Spacex: ¿oportunidad de oro o trampa multimillonaria?
SpaceX se prepara para su salida a bolsa, una operación que podría eclipsar a las anteriores y convertir a elon musk en aún más multimillonario. Pero, tras el brillo inicial y la promesa de revolucionar el transporte espacial, se esconde una cuestión fundamental: ¿vale realmente la pena arriesgarse?

Un imperio en expansión, sí, pero con lastre
No cabe duda de que SpaceX ha logrado hazañas impresionantes. La reutilización de cohetes, una idea que sonaba a ciencia ficción hace no tanto, es ahora una realidad que reduce costes y abre nuevas posibilidades. Starlink, su constelación de satélites, ha conectado a comunidades remotas y ha demostrado el potencial de la banda ancha en zonas desatendidas. La cifra habla por sí sola: más de 10.000 millones de dólares en ingresos el año pasado para Starlink. Sin embargo, la empresa acumula 8.000 millones de dólares en EBITDA, un dato que, a pesar de ser atractivo, no justifica la valoración que se rumorea: ¡más de 2 billones de dólares!

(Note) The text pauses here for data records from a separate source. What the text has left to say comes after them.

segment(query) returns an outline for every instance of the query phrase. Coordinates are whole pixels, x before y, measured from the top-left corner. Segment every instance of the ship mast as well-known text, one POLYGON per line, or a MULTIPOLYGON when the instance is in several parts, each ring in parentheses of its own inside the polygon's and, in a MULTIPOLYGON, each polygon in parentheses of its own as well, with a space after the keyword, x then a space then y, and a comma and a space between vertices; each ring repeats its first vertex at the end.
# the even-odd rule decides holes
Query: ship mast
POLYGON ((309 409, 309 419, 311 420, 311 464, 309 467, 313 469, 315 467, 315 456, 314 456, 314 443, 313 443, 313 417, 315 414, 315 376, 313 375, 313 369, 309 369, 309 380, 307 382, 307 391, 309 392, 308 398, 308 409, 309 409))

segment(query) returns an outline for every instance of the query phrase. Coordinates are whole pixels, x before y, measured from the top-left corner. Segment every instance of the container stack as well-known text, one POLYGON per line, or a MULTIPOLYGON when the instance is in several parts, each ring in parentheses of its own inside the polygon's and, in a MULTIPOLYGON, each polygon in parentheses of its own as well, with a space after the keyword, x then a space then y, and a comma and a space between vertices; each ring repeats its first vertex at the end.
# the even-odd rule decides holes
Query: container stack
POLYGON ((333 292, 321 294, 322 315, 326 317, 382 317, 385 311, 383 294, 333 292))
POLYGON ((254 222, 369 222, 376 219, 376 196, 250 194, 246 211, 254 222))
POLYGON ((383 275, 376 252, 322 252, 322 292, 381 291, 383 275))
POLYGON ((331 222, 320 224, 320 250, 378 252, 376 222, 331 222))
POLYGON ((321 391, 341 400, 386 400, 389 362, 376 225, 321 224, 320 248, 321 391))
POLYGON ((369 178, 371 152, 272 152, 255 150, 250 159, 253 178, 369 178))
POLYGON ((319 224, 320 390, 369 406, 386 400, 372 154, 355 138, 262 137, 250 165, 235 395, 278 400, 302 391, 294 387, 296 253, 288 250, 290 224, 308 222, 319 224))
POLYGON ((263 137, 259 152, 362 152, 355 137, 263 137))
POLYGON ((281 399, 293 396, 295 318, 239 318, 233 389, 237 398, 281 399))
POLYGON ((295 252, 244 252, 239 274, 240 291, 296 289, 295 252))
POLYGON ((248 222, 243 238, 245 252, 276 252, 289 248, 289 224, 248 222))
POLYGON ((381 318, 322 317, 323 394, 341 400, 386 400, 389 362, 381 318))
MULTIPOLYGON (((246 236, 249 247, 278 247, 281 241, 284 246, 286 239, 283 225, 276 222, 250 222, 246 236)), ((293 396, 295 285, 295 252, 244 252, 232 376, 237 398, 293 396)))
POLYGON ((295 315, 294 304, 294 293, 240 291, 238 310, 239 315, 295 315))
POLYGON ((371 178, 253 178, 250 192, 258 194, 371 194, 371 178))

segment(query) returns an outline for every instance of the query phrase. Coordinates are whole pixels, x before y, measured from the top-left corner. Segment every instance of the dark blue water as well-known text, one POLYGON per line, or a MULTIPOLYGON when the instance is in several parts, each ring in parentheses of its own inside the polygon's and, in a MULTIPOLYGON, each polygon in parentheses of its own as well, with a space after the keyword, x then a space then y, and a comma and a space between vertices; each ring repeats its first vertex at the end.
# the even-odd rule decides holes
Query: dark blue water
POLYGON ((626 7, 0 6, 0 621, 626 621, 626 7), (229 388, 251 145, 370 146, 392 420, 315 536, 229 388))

Lo que nadie cuenta es que Musk, en su afán de diversificar su imperio tecnológico, ha metido a SpaceX en una maraña de negocios que, lejos de fortalecerla, la debilitan. La reciente adquisición de X (anteriormente Twitter) y la incorporación de Neuralink y The Boring Company a la ecuación complican el panorama. No se trata simplemente de agrupar empresas bajo un mismo paraguas; se trata de mezclar manzanas con naranjas, de diluir el valor de una empresa líder en su sector con el de otras que, por decir lo menos, están teniendo dificultades.
La situación de X es especialmente preocupante. Los ingresos han caído en picado, pasando de 4.400 millones de dólares en 2022 a apenas 2.900 millones en 2025, aunque se observa una ligera recuperación. El enorme agujero financiero, agravado por los 1.200 millones de dólares anuales en intereses de la deuda contraída por Musk, dificulta la recuperación de la plataforma. Y no olvidemos a xAI, la empresa de inteligencia artificial de Musk, que está quemando 1.000 millones de dólares cada trimestre para desarrollar Grok, un chatbot que, de momento, se queda rezagado frente a la competencia de OpenAI y Anthropic. La fuga de 11 cofundadores no hace más que confirmar las dudas sobre la viabilidad del proyecto.
En definitiva, SpaceX se enfrenta a un problema de liquidez. El desarrollo de cohetes y satélites requiere una inversión constante, y la necesidad de alimentar a xAI con una cantidad ingente de recursos amenaza con estrangular al negocio principal. La valoración actual, que multiplica por 80 los ingresos esperados para 2026, es un espejismo.
Por mi parte, voy a abstenerme de participar en esta oferta pública de venta. La apuesta es demasiado arriesgada, y las señales de alerta son demasiado evidentes. Solo consideraría invertir si el precio de las acciones se desplomara significativamente, siguiendo la tendencia histórica de las grandes salidas a bolsa. La fiebre inicial, como suele ocurrir, se disipará, y entonces, quizás, haya una oportunidad real.
La historia nos enseña que los sueños espaciales tienen un precio, y que a veces es mejor mantenerse a salvo en la Tierra.